Yang membedakan adalah pada keterampilan dalam menyampaikan pesan hingga mampu menarik perhatian banyak orang dan mencapai efek komunikasi yang diharapkan. Sementara masyarakat juga memiliki “kuasa” atau kebebasan atas apa yang dikonsumsi sedemikian rupa.
Akun media sosial individu yang menjadi idola bahkan “musuh publik”, efektif dapat menjadi tempat berkumpul banyak orang, yang secara sosiologis akan selalu diikuti oleh yang ingin berjualan.
Karena dimana orang berkumpul, di situ banyak yang ingin menjual sesuatu.
Peralihan tempat berkumpul dari “media mainstream” ke media sosial juga berpengaruh pada perpindahan para “pedagang” yang berbondong-bondong membuat “kue iklan” di media sosial makin membengkak di satu sisi, dan kue iklan di “media mainstream” makin mengecil hingga pada titik kestabilan baru.
Hal ini kian bertambah dengan berbagai platform media sosial yang memberikan layanan adsense yang di satu sisi memungkinkan para pengiklan dapat memilih akun dan konten dengan lebih spesifik berdasarkan audiens yang dituju. Dan di sisi lain membuka peluang usaha sebagai content creator dan pengelola akun media sosial termasuk YouTube.
Media digital mampu mendata, menseleksi, dan menyebarkan konten secara akurat dan termonitor lebih tepat. Sehingga tidak hanya dapat memantau dampak namun juga proses dan hasil keterjangkauan. Bahkan indikasi perubahan persepsi yang dapat menjadi dasar arah, konten dan kemasan komunikasi publik yang dilakukan.
Keterampilan serta keahlian dalam analisis komunikasi dan media, penyusunan strategi pemasaran digital, copy writing termasuk produksi konten dan distribusinya menjadi penting. Bukan hanya bagi tokoh politik, lembaga namun juga individu dan profesional yang tentu membutuhkan dukungan masyarakat luas.
Salah satu yang cukup memiliki keterampilan tersebut adalah Ridwan Kamil. Mantan walikota Bandung yang saat ini menjadi Gubernur Jawa Barat ini adalah salah satu pejabat publik yang selama ini aktif bermedia sosial. Kinerjanya di media sosial dapat diukur dari jumlah follower di Instagram yang mencapai 14 juta akun lebih.

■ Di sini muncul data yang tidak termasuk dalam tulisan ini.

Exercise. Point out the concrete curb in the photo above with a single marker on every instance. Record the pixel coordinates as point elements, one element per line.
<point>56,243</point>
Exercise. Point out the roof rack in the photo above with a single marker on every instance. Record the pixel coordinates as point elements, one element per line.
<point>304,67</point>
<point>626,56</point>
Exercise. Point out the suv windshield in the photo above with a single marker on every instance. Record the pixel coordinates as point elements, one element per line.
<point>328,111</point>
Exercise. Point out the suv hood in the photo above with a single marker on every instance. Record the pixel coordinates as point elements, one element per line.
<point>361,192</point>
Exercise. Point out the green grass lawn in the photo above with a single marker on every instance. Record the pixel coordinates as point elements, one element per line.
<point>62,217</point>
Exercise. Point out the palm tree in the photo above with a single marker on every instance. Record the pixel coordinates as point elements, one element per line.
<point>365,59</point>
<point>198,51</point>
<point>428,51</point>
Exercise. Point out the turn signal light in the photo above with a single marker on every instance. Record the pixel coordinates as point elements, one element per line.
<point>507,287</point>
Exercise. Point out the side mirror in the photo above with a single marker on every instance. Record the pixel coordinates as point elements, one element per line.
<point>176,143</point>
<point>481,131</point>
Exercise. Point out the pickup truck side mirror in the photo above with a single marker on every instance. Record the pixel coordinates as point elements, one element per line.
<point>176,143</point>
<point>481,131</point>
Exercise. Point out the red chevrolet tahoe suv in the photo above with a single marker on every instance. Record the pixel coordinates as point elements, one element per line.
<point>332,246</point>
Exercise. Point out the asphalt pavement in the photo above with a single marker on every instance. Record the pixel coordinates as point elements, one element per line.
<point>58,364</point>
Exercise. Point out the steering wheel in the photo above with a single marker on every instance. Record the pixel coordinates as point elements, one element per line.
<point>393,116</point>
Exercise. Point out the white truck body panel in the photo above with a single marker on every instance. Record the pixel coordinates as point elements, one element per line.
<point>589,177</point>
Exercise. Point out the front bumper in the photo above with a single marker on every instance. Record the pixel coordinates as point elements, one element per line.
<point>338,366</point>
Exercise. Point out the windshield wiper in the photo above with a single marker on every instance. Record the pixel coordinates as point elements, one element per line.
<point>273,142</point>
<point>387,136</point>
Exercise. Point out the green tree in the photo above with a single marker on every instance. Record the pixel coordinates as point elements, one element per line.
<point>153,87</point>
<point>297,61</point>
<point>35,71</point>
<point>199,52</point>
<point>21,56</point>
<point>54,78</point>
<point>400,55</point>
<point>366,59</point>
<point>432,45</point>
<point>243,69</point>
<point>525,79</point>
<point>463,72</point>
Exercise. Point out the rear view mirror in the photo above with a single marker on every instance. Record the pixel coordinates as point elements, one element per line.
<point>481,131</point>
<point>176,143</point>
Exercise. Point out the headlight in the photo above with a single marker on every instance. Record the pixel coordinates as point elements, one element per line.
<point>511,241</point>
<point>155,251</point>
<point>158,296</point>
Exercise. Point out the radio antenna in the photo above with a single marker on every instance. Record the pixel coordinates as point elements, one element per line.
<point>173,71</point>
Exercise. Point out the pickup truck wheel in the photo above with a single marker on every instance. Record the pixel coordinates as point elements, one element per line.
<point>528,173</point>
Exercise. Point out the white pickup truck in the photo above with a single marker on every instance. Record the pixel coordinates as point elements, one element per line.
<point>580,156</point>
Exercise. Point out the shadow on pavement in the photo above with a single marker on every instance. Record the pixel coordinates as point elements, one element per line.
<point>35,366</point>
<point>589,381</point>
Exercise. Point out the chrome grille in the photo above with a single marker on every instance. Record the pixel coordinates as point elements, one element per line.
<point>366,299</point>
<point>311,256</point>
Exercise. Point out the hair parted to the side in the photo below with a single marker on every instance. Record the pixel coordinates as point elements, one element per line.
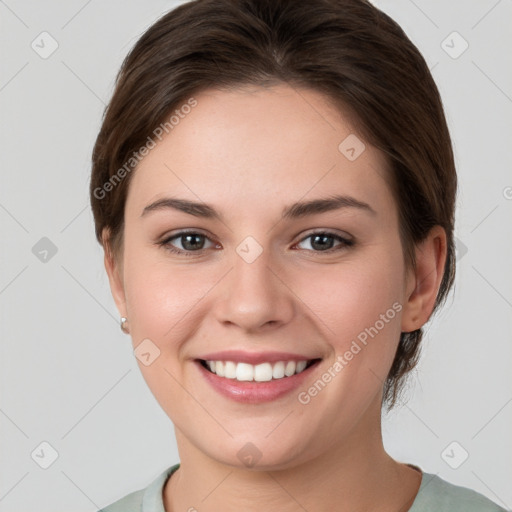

Pada kesempatan sharing di podcast Koran Pikiran Rakyat, Kang Emil sempat menyampaikan pentingnya hasil-hasil pembangunan dikomunikasikan kepada masyarakat dengan menarik dan efektif melalui media sosial. Sehingga pihaknya mendorong bahkan melombakan tiap dinas untuk melakukannya.
Hal tersebut tentu berpengaruh besar dalam membentuk tidak hanya pengetahuan dan pemahaman, tapi juga dukungan publik terhadap kebijakan yang telah, sedang dan akan dilakukan.
Tokoh politik lain yang terpantau aktif dalam brand Journalism lewat media berbasis internet diantaranya.
Dedy Mulyadi mantan Bupati Purwakarta dua periode yang saat ini menjadi anggota DPR RI. Dengan “konten sidak” menyoroti kebijakan publik dan kehidupan sosial sehingga mendapat perhatian masyarakat, termasuk pro kontra tentang kewenangan di akun FB Kang Dedy Mulyadi Chanel.
Ganjar Pranowo, gubernur Jawa Tengah juga aktif menyebarluaskan aktifitasnya lewat media sosial. Interaksi dengan masyarakat dan berbagai aktifitas selama menjalankan tugas dan kehidupan keluarga.
Anies Baswedan, gubernur DKI Jakarta yang selama ini aktif membagikan kegiatan dan pemikirannya melalui FB, bahkan belakangan meluncurkan Chanel YouTube khusus untuk menyampaikan kebijakan yang ditempuh kepada masyarakat luas.
Presiden Joko Widodo dan sejumlah menteri, termasuk Sandiaga Uno semakin aktif menyampaikan informasi berbagai aktifitasnya selama menjalankan tugas. Hal tersebut tentu bertujuan untuk memberi “laporan” atau setidaknya mengurangi ketidakpastian atas berbagai kebijakan yang telah, sedang dan akan dilakukan.
Tak dipungkiri banyak pihak menganggap “marketing by news” atau “brand Journalism” lebih efektif juga lebih efisien dalam membangun citra, ketimbang “beriklan”.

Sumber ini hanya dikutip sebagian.